Later that day, more than 2,000 people, including peasants and local elites, gathered at Singh's residence, where Gandhi and Nehru rested briefly. Gandhi delivered an inspiring speech that resonated deeply with the assembled crowd. At the end of the speech, Singh presented Gandhi with a purse containing a generous donation, a gesture that inspired others to contribute as well, with residents of nearby areas such as Raniganj Bazaar collectively donating over ₹3,000. His actions that day underscored his commitment to the freedom struggle and encouraged local elites to rally around the nationalist movement.

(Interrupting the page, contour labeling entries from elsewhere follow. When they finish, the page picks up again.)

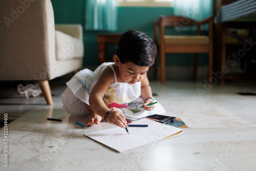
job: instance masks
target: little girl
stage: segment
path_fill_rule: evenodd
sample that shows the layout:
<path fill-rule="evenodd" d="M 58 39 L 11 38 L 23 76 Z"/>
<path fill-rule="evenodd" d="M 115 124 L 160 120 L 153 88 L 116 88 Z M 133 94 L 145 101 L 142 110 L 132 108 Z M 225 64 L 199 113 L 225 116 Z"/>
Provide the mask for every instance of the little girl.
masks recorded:
<path fill-rule="evenodd" d="M 156 45 L 146 34 L 135 30 L 124 33 L 114 62 L 103 63 L 94 72 L 81 70 L 67 82 L 61 95 L 64 107 L 72 114 L 90 112 L 87 125 L 98 124 L 103 119 L 123 128 L 125 117 L 132 120 L 156 114 L 154 111 L 165 113 L 159 103 L 146 105 L 154 102 L 146 74 L 156 54 Z M 139 110 L 137 104 L 144 107 Z M 126 108 L 134 104 L 136 112 L 131 113 Z"/>

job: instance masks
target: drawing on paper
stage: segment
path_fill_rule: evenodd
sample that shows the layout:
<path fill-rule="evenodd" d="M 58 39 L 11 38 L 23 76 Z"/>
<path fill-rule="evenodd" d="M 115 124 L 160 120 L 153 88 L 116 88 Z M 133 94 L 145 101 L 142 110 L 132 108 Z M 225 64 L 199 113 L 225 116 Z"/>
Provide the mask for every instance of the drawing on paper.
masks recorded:
<path fill-rule="evenodd" d="M 112 139 L 116 138 L 118 138 L 122 135 L 122 133 L 119 131 L 115 131 L 112 132 L 110 132 L 108 133 L 105 133 L 104 134 L 98 133 L 98 134 L 104 139 Z"/>

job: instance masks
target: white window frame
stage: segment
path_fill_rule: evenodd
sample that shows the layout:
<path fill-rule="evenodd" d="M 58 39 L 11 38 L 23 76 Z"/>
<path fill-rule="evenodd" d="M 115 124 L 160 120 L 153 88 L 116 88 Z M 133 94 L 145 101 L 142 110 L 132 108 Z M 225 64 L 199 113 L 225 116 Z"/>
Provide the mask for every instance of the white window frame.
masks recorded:
<path fill-rule="evenodd" d="M 117 0 L 118 7 L 173 7 L 174 1 L 164 0 Z"/>

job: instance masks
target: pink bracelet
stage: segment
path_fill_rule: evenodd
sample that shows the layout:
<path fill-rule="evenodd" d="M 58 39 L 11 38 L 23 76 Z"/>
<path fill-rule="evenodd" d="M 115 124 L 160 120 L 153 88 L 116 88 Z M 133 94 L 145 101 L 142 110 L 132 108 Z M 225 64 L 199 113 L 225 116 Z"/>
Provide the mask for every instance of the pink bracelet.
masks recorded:
<path fill-rule="evenodd" d="M 152 97 L 148 97 L 148 98 L 147 98 L 145 100 L 145 101 L 144 101 L 144 102 L 145 103 L 145 102 L 146 102 L 146 101 L 147 100 L 148 100 L 148 99 L 152 99 L 152 100 L 153 100 L 153 101 L 154 101 L 154 99 L 153 99 L 153 98 Z"/>
<path fill-rule="evenodd" d="M 106 118 L 108 116 L 108 115 L 109 115 L 110 113 L 112 111 L 113 111 L 112 110 L 110 110 L 106 113 L 106 115 L 105 115 L 105 118 L 104 118 L 104 120 L 105 121 L 105 122 L 108 122 L 108 121 L 106 120 Z"/>

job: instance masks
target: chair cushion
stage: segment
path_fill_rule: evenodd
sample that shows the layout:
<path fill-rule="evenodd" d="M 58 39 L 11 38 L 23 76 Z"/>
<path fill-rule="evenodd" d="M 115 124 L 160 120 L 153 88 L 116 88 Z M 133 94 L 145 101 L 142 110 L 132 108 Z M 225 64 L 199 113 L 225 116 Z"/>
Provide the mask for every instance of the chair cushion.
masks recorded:
<path fill-rule="evenodd" d="M 205 45 L 209 42 L 207 36 L 165 35 L 164 38 L 165 44 L 173 45 Z"/>
<path fill-rule="evenodd" d="M 65 60 L 83 56 L 83 44 L 81 40 L 55 30 L 56 57 Z"/>

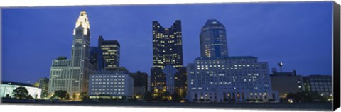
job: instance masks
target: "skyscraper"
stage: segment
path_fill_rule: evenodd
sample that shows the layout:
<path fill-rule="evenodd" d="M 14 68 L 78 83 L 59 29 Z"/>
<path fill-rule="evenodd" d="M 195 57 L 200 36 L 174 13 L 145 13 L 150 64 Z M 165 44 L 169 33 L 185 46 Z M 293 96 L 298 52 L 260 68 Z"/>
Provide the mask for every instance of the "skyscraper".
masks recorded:
<path fill-rule="evenodd" d="M 98 47 L 103 50 L 105 60 L 104 67 L 119 67 L 119 43 L 117 40 L 104 40 L 102 36 L 98 38 Z"/>
<path fill-rule="evenodd" d="M 73 99 L 80 99 L 80 93 L 87 92 L 89 74 L 92 72 L 89 62 L 90 28 L 87 13 L 81 11 L 73 30 L 71 60 L 60 57 L 53 60 L 50 94 L 64 90 Z"/>
<path fill-rule="evenodd" d="M 75 96 L 87 92 L 90 69 L 89 55 L 90 25 L 85 11 L 80 13 L 73 30 L 73 44 L 71 55 L 71 83 L 69 94 Z M 77 99 L 77 98 L 76 98 Z"/>
<path fill-rule="evenodd" d="M 251 56 L 229 57 L 224 26 L 208 20 L 200 33 L 201 57 L 187 65 L 190 101 L 244 102 L 278 100 L 268 63 Z M 270 100 L 271 99 L 271 100 Z"/>
<path fill-rule="evenodd" d="M 163 28 L 153 21 L 153 68 L 151 69 L 151 91 L 154 96 L 165 91 L 184 95 L 186 69 L 183 69 L 181 21 L 170 28 Z M 178 80 L 178 82 L 176 82 Z M 178 83 L 178 80 L 183 82 Z"/>
<path fill-rule="evenodd" d="M 48 94 L 48 79 L 40 78 L 38 81 L 39 88 L 41 89 L 41 98 L 46 98 Z"/>
<path fill-rule="evenodd" d="M 70 74 L 70 60 L 66 57 L 59 57 L 52 60 L 51 67 L 50 69 L 50 84 L 48 85 L 49 96 L 53 95 L 53 93 L 58 90 L 70 91 L 70 79 L 72 75 Z"/>
<path fill-rule="evenodd" d="M 227 42 L 224 25 L 216 19 L 209 19 L 201 28 L 202 57 L 227 57 Z"/>
<path fill-rule="evenodd" d="M 147 73 L 138 71 L 136 73 L 130 73 L 134 79 L 134 94 L 138 99 L 144 99 L 145 93 L 148 91 L 148 74 Z"/>
<path fill-rule="evenodd" d="M 103 58 L 103 50 L 97 47 L 90 47 L 90 63 L 92 69 L 102 70 L 104 67 L 104 59 Z"/>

== Construction of Mankapur Kott ==
Central to Singh's legacy was the construction of his residence, Mankapur Kott. Inspired by Butler Palace in Lucknow, he commissioned the same architect to design Mankapur Kott, along with the additional estates of Mangalbhawan and Manorama Kothi. Completed in 1919, the palace spanned eight acres, with living quarters for family members around its perimeter and a central zenankhana (women's quarters). Adjacent to the palace, he restored an ancient Devi temple, where he revived traditional Dussehra ceremonies that included ritual sacrifices, reflecting his respect for cultural and religious practices of the region.

== Personal life ==
Singh married five times (three formal alliances and two informal partnerships), resulting in four sons and six daughters, who went on to form alliances with other prominent families across Uttar Pradesh and Rajasthan. Among his companions was Josephine Carr, an Anglo-Indian who introduced Western customs to his household, reflecting a blend of traditional and Western influences in his lifestyle. Carr often accompanied him on social occasions and hunts, preparing the family for interactions with British society.

He is the father of Raja Raghavendra Pratap Singh, and the grandfather to Raja Anand Singh (Four-time Lok Sabha MP and MLA, former Agriculture Minister)

=== Titles, honors, and legacy ===
Singh's engagement with the British administration further solidified his position in the region. He served as a Member of the Legislative Council and received the Order of the British Empire, securing the hereditary title of "Raja" in 1903. His active role in the independence movement, combined with his support for the British administration, highlighted the complexity of regional leadership under colonial rule.

Singh died in 1932, leaving behind a legacy that encompassed both traditional leadership and a commitment to India's independence. His contributions to the nationalist movement and the cultural landscape of Mankapur are remembered as pivotal in the region's history, with his descendants continuing to play influential roles in Uttar Pradesh's social and political spheres.